In late July of 1966, there would be another racially-motivated murder in Louisiana that tragically recalled the 1965 slaying of Deputy Sheriff Oneal Moore.
Twenty-four-year-old Clarence Triggs was an Army veteran and a bricklayer who had only just moved to Bogalusa, Louisiana with his wife Emma from their former home in Jackson, Mississippi. Though he had never been particularly involved in civil rights causes beforehand, once he moved to Bogalusa—a hotbed of Klan activity and an area still under the sway of Jim Crow laws—he became more motivated to participate.
Clarence attended a few meetings of the Congress of Racial Equality, and was known to have been present at one or two integration marches in the area, though he was far from a leader in the movement.
Less than a month after this protest, on July 30th, 1966, Clarence Triggs was found dead in his car on the side of the road, the victim of a single bullet wound to the head.
Civil rights advocates immediately put pressure on the police to solve the case, and emotions reached a fever pitch when it was discovered that Emma Triggs was not even allowed to identify her husband’s body at the scene of his murder.
Two days following the slaying, officers apprehended two white men, Homer Seale and John Copling Jr., and charged them with the crime.
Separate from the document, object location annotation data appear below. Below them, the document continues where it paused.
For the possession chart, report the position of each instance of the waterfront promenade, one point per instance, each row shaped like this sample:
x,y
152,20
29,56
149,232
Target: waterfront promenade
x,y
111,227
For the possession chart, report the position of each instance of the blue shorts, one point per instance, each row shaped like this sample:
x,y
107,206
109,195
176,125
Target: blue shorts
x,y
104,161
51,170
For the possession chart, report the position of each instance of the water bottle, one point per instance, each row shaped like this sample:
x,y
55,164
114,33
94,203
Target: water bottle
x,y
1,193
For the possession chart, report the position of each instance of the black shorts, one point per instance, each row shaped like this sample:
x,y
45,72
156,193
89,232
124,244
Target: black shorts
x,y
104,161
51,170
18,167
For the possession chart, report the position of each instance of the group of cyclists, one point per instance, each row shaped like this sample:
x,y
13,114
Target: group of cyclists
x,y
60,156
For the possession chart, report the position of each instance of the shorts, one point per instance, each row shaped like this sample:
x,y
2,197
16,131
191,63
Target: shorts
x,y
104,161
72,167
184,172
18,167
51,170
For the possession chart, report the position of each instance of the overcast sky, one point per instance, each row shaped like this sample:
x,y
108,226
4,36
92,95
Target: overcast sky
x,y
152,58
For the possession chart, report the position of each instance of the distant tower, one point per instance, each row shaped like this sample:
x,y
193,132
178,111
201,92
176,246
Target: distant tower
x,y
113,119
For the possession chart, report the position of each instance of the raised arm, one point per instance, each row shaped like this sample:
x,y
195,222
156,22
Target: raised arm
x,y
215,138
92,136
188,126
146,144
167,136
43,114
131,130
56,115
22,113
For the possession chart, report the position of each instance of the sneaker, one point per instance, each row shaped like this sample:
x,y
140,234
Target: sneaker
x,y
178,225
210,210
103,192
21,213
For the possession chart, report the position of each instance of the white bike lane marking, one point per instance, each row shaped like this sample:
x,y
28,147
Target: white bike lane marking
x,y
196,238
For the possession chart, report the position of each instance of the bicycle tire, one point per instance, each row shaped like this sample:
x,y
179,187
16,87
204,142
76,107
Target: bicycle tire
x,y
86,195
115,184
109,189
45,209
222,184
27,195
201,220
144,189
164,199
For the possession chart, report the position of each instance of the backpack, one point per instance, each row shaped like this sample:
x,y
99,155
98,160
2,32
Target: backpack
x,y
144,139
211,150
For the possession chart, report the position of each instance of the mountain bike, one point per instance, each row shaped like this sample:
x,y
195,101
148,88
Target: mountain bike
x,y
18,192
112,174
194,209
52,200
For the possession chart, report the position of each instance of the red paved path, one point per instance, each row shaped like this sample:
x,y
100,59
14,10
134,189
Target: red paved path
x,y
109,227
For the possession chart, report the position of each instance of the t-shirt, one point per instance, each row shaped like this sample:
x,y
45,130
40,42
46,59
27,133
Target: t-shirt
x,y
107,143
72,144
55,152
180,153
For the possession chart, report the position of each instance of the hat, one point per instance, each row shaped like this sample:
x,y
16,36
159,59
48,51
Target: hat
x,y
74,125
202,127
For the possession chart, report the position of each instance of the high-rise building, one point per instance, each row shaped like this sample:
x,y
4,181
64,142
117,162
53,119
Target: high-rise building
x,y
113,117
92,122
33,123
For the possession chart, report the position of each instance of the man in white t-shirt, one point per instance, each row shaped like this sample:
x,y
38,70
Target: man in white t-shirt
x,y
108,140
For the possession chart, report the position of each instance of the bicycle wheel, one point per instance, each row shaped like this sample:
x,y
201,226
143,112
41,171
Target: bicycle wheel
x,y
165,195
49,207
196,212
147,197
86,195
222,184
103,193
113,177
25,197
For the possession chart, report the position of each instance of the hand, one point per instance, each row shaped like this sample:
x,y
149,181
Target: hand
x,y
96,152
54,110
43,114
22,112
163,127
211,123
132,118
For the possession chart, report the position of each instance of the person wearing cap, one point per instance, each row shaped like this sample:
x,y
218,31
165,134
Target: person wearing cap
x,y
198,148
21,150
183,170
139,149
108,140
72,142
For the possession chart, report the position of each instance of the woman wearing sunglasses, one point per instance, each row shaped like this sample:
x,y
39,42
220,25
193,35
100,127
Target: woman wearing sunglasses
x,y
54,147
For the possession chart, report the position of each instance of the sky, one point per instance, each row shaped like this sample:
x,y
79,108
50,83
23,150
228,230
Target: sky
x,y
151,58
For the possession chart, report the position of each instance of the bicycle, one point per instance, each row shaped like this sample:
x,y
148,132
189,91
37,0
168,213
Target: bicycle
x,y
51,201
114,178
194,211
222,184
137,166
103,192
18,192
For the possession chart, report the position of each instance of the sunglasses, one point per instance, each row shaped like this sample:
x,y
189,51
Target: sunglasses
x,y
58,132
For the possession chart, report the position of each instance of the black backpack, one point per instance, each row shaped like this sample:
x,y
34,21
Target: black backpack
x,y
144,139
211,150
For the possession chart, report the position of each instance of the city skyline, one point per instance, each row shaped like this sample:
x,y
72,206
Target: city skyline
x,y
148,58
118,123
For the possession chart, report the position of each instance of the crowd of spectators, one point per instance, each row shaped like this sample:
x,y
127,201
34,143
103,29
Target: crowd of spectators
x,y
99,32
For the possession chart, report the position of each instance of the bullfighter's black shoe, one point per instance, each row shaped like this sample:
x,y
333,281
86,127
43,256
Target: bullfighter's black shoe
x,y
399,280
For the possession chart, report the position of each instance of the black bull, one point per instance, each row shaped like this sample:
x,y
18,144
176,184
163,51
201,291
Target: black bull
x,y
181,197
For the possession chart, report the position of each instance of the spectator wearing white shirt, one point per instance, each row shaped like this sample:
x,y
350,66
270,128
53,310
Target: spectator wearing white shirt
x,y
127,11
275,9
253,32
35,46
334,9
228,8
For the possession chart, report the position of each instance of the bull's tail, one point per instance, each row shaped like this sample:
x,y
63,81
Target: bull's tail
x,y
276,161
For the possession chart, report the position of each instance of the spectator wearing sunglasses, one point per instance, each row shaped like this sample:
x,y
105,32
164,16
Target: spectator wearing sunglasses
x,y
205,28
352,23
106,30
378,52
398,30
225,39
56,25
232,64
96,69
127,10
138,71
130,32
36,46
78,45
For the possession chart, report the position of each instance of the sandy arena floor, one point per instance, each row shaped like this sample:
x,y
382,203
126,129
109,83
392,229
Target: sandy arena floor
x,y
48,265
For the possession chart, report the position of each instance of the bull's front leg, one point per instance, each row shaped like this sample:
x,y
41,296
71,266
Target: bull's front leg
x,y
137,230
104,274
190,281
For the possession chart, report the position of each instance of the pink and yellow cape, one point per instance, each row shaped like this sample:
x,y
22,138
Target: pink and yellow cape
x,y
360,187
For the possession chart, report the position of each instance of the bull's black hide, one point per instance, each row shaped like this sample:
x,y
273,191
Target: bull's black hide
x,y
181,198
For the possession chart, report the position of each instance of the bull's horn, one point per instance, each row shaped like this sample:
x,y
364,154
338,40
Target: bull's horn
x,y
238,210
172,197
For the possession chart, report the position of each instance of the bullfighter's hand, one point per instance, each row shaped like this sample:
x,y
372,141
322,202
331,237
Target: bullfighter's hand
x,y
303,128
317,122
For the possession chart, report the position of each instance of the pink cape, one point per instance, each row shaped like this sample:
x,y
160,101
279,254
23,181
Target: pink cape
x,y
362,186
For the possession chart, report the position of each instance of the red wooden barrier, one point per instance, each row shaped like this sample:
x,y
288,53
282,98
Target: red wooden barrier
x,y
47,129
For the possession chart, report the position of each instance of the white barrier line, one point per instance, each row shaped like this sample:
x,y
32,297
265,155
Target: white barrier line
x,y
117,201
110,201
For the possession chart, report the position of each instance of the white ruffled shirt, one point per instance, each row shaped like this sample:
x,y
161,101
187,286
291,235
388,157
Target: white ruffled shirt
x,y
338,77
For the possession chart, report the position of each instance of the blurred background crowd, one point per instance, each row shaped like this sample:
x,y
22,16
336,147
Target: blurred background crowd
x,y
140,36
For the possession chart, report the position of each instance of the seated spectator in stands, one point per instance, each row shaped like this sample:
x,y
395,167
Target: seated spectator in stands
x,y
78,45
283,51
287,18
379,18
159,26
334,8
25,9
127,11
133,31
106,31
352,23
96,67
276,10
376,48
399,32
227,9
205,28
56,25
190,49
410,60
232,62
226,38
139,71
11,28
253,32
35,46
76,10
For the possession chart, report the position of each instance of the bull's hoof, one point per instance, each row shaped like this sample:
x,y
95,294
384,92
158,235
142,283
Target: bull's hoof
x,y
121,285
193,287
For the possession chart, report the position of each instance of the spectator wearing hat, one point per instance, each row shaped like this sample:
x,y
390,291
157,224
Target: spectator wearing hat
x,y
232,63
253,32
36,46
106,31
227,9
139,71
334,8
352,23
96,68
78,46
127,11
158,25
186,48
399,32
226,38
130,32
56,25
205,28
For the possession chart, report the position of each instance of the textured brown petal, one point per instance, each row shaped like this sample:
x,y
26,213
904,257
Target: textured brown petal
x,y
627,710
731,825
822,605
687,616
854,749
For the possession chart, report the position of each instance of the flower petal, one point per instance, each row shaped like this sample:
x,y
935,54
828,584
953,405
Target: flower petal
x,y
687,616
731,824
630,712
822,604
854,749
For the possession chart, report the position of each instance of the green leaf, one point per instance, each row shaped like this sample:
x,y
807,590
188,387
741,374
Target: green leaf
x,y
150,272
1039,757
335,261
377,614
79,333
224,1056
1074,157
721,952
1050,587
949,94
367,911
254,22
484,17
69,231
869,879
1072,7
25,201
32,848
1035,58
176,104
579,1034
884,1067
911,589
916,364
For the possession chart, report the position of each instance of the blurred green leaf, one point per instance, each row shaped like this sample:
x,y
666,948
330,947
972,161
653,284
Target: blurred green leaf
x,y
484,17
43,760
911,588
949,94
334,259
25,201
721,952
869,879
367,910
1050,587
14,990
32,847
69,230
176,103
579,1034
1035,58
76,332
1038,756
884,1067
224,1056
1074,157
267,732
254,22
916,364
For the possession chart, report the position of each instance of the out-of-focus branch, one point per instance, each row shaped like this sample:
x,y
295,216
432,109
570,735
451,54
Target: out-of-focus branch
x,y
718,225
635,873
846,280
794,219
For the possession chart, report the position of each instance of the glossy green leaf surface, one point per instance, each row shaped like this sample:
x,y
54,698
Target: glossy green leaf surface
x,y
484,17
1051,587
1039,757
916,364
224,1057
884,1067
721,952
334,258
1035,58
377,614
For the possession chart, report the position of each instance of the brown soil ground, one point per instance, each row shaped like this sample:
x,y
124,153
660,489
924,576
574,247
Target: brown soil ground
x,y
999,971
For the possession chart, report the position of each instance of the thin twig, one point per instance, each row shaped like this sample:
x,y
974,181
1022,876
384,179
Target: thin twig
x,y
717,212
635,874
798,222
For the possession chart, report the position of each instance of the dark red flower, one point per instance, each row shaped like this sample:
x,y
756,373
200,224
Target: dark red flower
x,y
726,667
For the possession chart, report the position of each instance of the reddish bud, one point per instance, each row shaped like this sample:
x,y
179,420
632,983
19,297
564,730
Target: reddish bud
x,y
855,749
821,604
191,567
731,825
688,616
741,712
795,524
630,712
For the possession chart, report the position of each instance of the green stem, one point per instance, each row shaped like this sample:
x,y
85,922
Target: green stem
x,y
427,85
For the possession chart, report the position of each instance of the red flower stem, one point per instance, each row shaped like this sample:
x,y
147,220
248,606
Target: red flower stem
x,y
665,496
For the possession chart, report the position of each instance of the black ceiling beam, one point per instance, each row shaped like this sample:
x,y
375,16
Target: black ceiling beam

A car belonging to Seale’s wife had been found wrecked near the scene of the shooting, and both men were suspected members of the Ku Klux Klan.
Copling was placed on trial but quickly acquitted, while Seale was never tried at all. Although some small amount of progress had been made in Bogalusa with regards to KKK activity, it seemed, the organization was still powerful and connected enough to protect its own.
Just as in many of the other civil rights-related murders detailed in this book, the killing of Clarence Triggs was reopened after the 2007 passage of the Till Act, but just as in a depressing number of said cases, the investigation was subsequently closed again by the FBI, citing the death of main witnesses and suspects and the unlikelihood of obtaining any justice at this late juncture.
Clarence Triggs’ name, like those of several previously discussed victims, appears under the “Civil Rights Martyrs” designation on the Civil Rights Memorial in Montgomery, Alabama.